Aber mir geht es nicht besser und ich bin in meiner Situation komplett gefangen. Ich leide jeden Augenblick total unter meinen Symptomen. Ich habe keine Hoffnung dass es besser wird. Es ist kaum auszuhalten.
Ich weiß nicht, ob ich dir damit helfen kann, weil ich nicht unter der Art von Dissoziation leide, die du erlebst, aber zumindest dieser Absatz beschreibt sehr gut, was ich die letzten sieben Jahre meines Lebens erlebt habe. Bei mir ist es aber eher ein Wechsel zwischen einem Zustand, in dem ich positiv empfinden kann, einem, in dem ich dauerhaft sehr negativ empfinde und einem, in dem ich mir nur noch Frieden wünsche. In den letzten beiden Zuständen befand ich mich etwa 30-40% der Zeit. Vor fünf Jahren wurde bei mir ein Antidepressivum angesetzt, durch das ich mich in dieser Lage eingependelt hatte. Obwohl mein Leidensdruck hoch war und ich eigentlich durchgängig auf dem Zahnfleisch gekrochen bin, habe ich weitergemacht, ich hab es geschafft, Vollzeit zu arbeiten, in anderen Bereichen musste ich aber sehr große Abstriche machen. Es war mir nicht möglich, Sport zu machen, meinen Hobbies nachzugehen, etc., mein Leben ist quasi stillgestanden. Ich würde in deiner Situation also wahrscheinlich weitermachen, wie ich es auch die letzten sieben Jahre getan habe. Wenn dich interessiert, was mich antreibt, kannst du mich gerne fragen.

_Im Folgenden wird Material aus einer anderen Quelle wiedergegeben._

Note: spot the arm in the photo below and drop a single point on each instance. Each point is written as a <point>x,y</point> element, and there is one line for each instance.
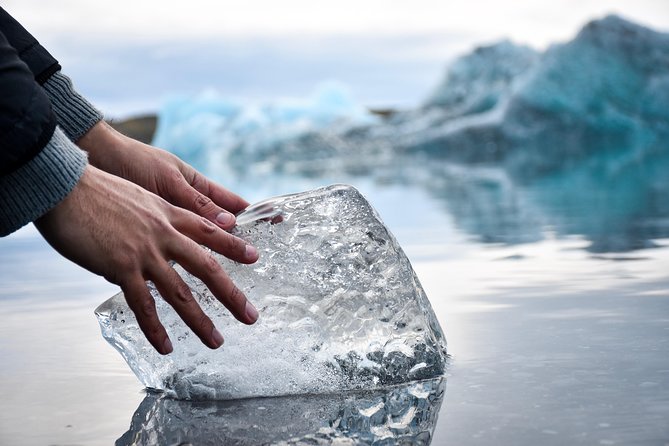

Ich habe außerdem deinen Beitrag im Thema zu psychischen Krankheiten gelesen, wir beide haben ein ähnliches Verständnis dessen, wie unser Universum funktioniert. Vielleicht gerade deshalb, weil ich aber im Laufe meines Lebens wieder und wieder und wieder unter externen Faktoren leiden musste, bin ich motiviert, anderen um mich herum Leid zu ersparen und sehe es gewissermaßen als Herausforderung. Ich habe auch ein anderes Menschenverständnis, weil ich glaube, dass wir das Potenzial haben, diesen Kreislauf des Leids zu unterbrechen, aber während ich früher überzeugt war, dass wir uns der Realisierung dieses Potenzials immer weiter nähern, glaube ich aktuell nicht mehr daran, dass hier genug Menschen an einem Strang ziehen, damit wir das erreichen können.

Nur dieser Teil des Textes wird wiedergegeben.